I am trying to use an array in constant memory which is to be filled in a cpp main. When I copy to the symbol and copy back from it I observe all 0s, similarly if I try to use the array in the constant memory I end up getting all 0s.
What am I doing wrong?
(I have tried "extern"ing but all of my attempts ended up with unresolved symbol build errors, I also tried making dummy.h to dummy.cuh. I will probably hear that symbols are defined for a local scope but that will not proabably help me much :) )

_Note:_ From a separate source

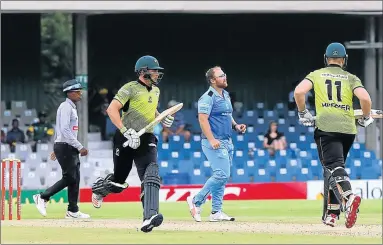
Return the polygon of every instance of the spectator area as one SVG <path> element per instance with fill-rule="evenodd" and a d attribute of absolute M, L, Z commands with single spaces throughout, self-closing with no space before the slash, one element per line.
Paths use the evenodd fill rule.
<path fill-rule="evenodd" d="M 20 127 L 28 126 L 36 117 L 36 110 L 28 109 L 25 102 L 12 102 L 5 109 L 1 103 L 3 129 L 9 128 L 14 117 L 20 119 Z M 3 107 L 4 105 L 4 107 Z M 185 121 L 189 122 L 193 137 L 185 143 L 182 137 L 172 136 L 168 143 L 159 138 L 158 163 L 163 184 L 202 184 L 212 174 L 210 163 L 201 150 L 200 129 L 195 109 L 182 110 Z M 303 127 L 297 122 L 296 111 L 289 111 L 282 103 L 272 110 L 258 103 L 254 110 L 235 113 L 236 120 L 248 125 L 246 134 L 233 133 L 235 145 L 234 161 L 231 167 L 232 183 L 246 182 L 289 182 L 323 179 L 316 144 L 313 139 L 314 128 Z M 278 122 L 288 148 L 276 152 L 271 157 L 263 149 L 263 137 L 269 122 Z M 24 132 L 25 132 L 25 128 Z M 5 132 L 6 133 L 6 132 Z M 90 145 L 101 141 L 100 136 L 91 135 Z M 96 143 L 95 143 L 96 142 Z M 61 169 L 57 162 L 51 162 L 48 156 L 53 143 L 38 144 L 37 152 L 32 152 L 28 144 L 17 144 L 16 151 L 10 152 L 9 145 L 1 144 L 2 158 L 18 158 L 22 161 L 22 188 L 41 189 L 52 185 L 61 178 Z M 112 172 L 112 150 L 100 145 L 96 151 L 90 151 L 86 162 L 81 164 L 81 187 L 90 187 L 93 181 Z M 16 171 L 16 169 L 14 169 Z M 346 162 L 346 171 L 351 179 L 377 179 L 382 176 L 382 160 L 362 143 L 354 142 Z M 9 174 L 7 173 L 7 177 Z M 13 174 L 16 178 L 16 172 Z"/>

Here is the edited version, I am using VS2017 community edition with CUDA 10.1:
//dummy.h
#include <cuda_runtime.h>
void dummyBackTransferStream(float* d_array, int size, const cudaStream_t* stream);
//dummy.cpp
#include "dummy.h"
__constant__ float order[300];
inline int idivCeil(int x, int y)
{
return (x + y - 1) / y;
}
__global__ void dummyBackTransferKernel(float* d_array, int size)
{
int x = blockIdx.x * blockDim.x + threadIdx.x;
if (x < size)
{
d_array[x] = order[x];
//std::cout << x << " : " << order[x] << std::endl;
}
}
void dummyBackTransferStream(float* d_array, int size, const cudaStream_t* stream)
{
dim3 blockSize(32); // Consider using #define
dim3 gridSize(idivCeil(size, blockSize.x));
dummyBackTransferKernel << < gridSize, blockSize, 0, *stream >> > (d_array, size);
}
//main.cpp
#include "dummy.h"
#include "../Preprocessor.h"
#include <iostream>
#define TEST_SIZE 250
int main(int argc, char** argv)
{
CHK_CUDA(cudaSetDevice(0));
cudaStream_t testStream;
cudaStreamCreate(&testStream);
std::cout << "Const test" << std::endl;
float* c_buf; //Host array as input
CHK_CUDA(cudaMallocHost((void**)&c_buf, sizeof(float) * TEST_SIZE));
float* ct_buf; //Host array to contain the symbols after cudaMemcpyToSymbol+cudaMemcpyFromSymbol
CHK_CUDA(cudaMallocHost((void**)&ct_buf, sizeof(float) * TEST_SIZE));
float* cd_buf; //Device array to contain result of a kernel using the constant memory
CHK_CUDA(cudaMalloc((void**)&cd_buf, sizeof(float) * TEST_SIZE));
float* ch_buf; //Result of the kernel copied back to host
CHK_CUDA(cudaMallocHost((void**)&ch_buf, sizeof(float) * TEST_SIZE));
for (int pp = 0; pp < TEST_SIZE; ++pp) {
c_buf[pp] = (float)rand() / RAND_MAX;
}
cudaMemcpyToSymbolAsync(order, c_buf, TEST_SIZE * sizeof(float), 0, cudaMemcpyHostToDevice, testStream);
cudaMemcpyFromSymbolAsync(ct_buf, order, TEST_SIZE * sizeof(float), 0, cudaMemcpyDeviceToHost, testStream);
dummyBackTransferStream(cd_buf, TEST_SIZE, &testStream);
CHK_CUDA(cudaMemcpy(ch_buf, cd_buf , sizeof(float) * TEST_SIZE, cudaMemcpyDeviceToHost));
cudaStreamSynchronize(testStream);
for (int pp = 0; pp < TEST_SIZE; ++pp) {
std::cout << c_buf[pp] << " " << ch_buf[pp] << " " << ct_buf[pp] << std::endl;
}
std::cout << "done!" << std::endl;
return 0;
}
The outcome
1>main.cpp(29): error C2065: 'order': undeclared identifier
1>main.cpp(30): error C2065: 'order': undeclared identifier
1> 0 Warning(s)
1> 2 Error(s)
1>
1>Time Elapsed 00:00:04.29
========== Build: 0 succeeded, 1 failed, 0 up-to-date, 0 skipped ==========
Here is the related portion of cmake file:
set(CUDA_NVCC_FLAGS
${CUDA_NVCC_FLAGS};
-gencode arch=compute_70,code=sm_70
-gencode arch=compute_62,code=sm_62
-gencode arch=compute_61,code=sm_61
-gencode arch=compute_60,code=sm_60
-gencode arch=compute_50,code=sm_50
-gencode arch=compute_35,code=sm_35
-use_fast_math
-rdc=true
)
Thank you for your help, it will be greatly appreciated.